第37章 与做亡国奴,不如为国死! 开局南迁,你竟让朕死社稷!
夜深。
帅帐之內,烛火通明。
宋应星伏在案前,神情庄重无比。他面前铺著一张上好的宣纸,手中的狼毫笔却迟迟没有落下。
他在等。
等皇帝陛下,为这场即將顛覆乾坤的“土地”变革,写下第一篇“討贼檄文”。
这篇檄文,將决定这场变法的性质。
究竟是“与民爭利”的暴政,还是“救亡图存”的伟业,全在此一文。
朱由检没有动笔。
他负手站在地图前,看著地图上那从辽东一路蔓延到山海关,如同毒瘤般盘踞的“建奴”势力范围。
许久,他才缓缓开口,声音低沉沙哑,带著岁月沉淀的沉重。
“宋先生,你可知,我华夏数千年来,每逢倾覆之际,最先亡的,是什么人?”
宋应星一怔,思索片刻,答道:“自是……黎民百姓。”
“不。”朱由检摇了摇头,“是士大夫,是那些读著圣贤书,坐拥万贯家財、千顷良田的士绅地主!”
“百姓亡,是亡家,是流离失所,是为奴为婢。可只要华夏还在,他们便还有根。”
“而士大夫亡,是亡国!是精神脊樑的断裂!”
朱由检转过身,看著宋应星。
“你可记得,崖山之后,十万军民蹈海殉国?那是我汉家儿郎最后的骨气!”
“可你再看今日之天下!”
他的声音陡然变得严厉。
“孙传庭兵败,李自成围城,建奴虎视眈眈!国朝危在旦夕,那些士绅地主在做什么?”
“他们在南京,密谋拥立福王,划江而治,做他们的偏安之梦!”
“他们在真定,如范景文之流,勾结吴三桂,暗通建奴,准备献城投降,做他们的从龙之功!”
“他们在淮安,如路振飞之流,手握重兵,坐拥坚城,却对朕的圣旨置若罔闻,寧肯將枪口对准朕!”
“这是为什么?!”
朱由检厉声喝问,声震帐瓦。
“因为在他们心中,家,大於国!他们家族的田地、財富、地位,远比大明的江山社稷,远比天下苍生的性命,要重要得多!”
“为了保住他们的万顷良田,他们可以对流民四起视而不见;为了保住他们的金山银山,他们可以对国库空虚一毛不拔!”

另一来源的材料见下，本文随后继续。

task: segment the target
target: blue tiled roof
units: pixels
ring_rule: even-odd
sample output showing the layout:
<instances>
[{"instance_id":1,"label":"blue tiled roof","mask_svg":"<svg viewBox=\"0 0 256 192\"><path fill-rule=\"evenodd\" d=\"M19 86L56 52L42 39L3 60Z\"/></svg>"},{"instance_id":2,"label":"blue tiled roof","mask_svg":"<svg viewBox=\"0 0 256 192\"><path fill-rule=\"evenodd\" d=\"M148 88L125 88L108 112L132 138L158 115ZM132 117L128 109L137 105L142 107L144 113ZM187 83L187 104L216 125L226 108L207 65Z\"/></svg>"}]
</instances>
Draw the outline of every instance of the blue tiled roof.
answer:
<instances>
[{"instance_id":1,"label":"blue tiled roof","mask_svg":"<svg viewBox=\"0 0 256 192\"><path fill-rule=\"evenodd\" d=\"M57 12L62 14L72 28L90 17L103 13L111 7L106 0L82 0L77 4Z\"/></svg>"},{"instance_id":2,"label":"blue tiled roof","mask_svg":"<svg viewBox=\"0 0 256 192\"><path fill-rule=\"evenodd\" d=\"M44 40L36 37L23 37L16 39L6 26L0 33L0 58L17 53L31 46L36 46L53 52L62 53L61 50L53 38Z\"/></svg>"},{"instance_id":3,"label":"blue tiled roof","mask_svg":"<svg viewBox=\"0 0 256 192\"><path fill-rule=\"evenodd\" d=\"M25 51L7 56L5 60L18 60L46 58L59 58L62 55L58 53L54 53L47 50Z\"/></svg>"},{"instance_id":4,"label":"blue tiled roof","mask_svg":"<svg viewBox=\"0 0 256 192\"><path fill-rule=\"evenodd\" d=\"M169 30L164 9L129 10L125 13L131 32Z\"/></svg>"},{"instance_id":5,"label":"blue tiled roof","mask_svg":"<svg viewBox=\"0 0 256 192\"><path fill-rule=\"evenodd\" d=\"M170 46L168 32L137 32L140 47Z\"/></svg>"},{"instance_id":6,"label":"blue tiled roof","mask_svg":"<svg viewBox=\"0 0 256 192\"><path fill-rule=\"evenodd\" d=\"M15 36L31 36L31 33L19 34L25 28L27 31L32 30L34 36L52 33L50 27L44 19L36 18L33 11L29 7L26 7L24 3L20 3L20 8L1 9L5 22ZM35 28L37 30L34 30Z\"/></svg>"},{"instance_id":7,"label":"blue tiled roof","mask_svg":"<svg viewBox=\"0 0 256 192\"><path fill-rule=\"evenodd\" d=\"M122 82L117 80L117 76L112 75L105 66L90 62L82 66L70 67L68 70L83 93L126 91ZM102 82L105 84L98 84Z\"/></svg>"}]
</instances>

“为了保住他们的荣华富贵,他们甚至可以……开门揖盗,引狼入室,卖国求荣!”
“在他们看来,皇帝谁来当,无所谓!李自成来了,他们投降;多尔袞来了,他们也投降!只要能保住他们的土地和特权,给谁当狗,又有什么区別?!”
字字诛心!
句句见血!
宋应星听得浑身颤抖,老泪纵横。他知道,皇帝说的每一个字,都是血淋淋的现实!
“所以!”朱由检的声音带上了一丝悲壮与决绝,“这群人,已经烂到了骨子里!指望他们来救国,无异於痴人说梦!他们才是大明身上,最致命的毒疮!”
“不割掉这颗毒疮,大明必亡!华夏必亡!”
“朕要做的,就是亲手,割掉它!”
朱由检走到宋应星面前,看著他颤抖的笔尖,一字一顿地说道:
“笔来!”
他接过毛笔,饱蘸浓墨,在那张空白的宣纸上,龙飞凤舞地写下了檄文的標题:
《为土地国有告天下军民书》
而后,他將藏在心中许久的话语,一气呵成写了下来。
“……普天之下,莫非王土。然百年来,土地兼併,豪强横行。国之税赋,十不存一;民之收穫,十之有九,尽归地主。以致国库空虚,无以养兵;万民饥寒,鋌而走险。此,取乱之道,亡国之兆也!”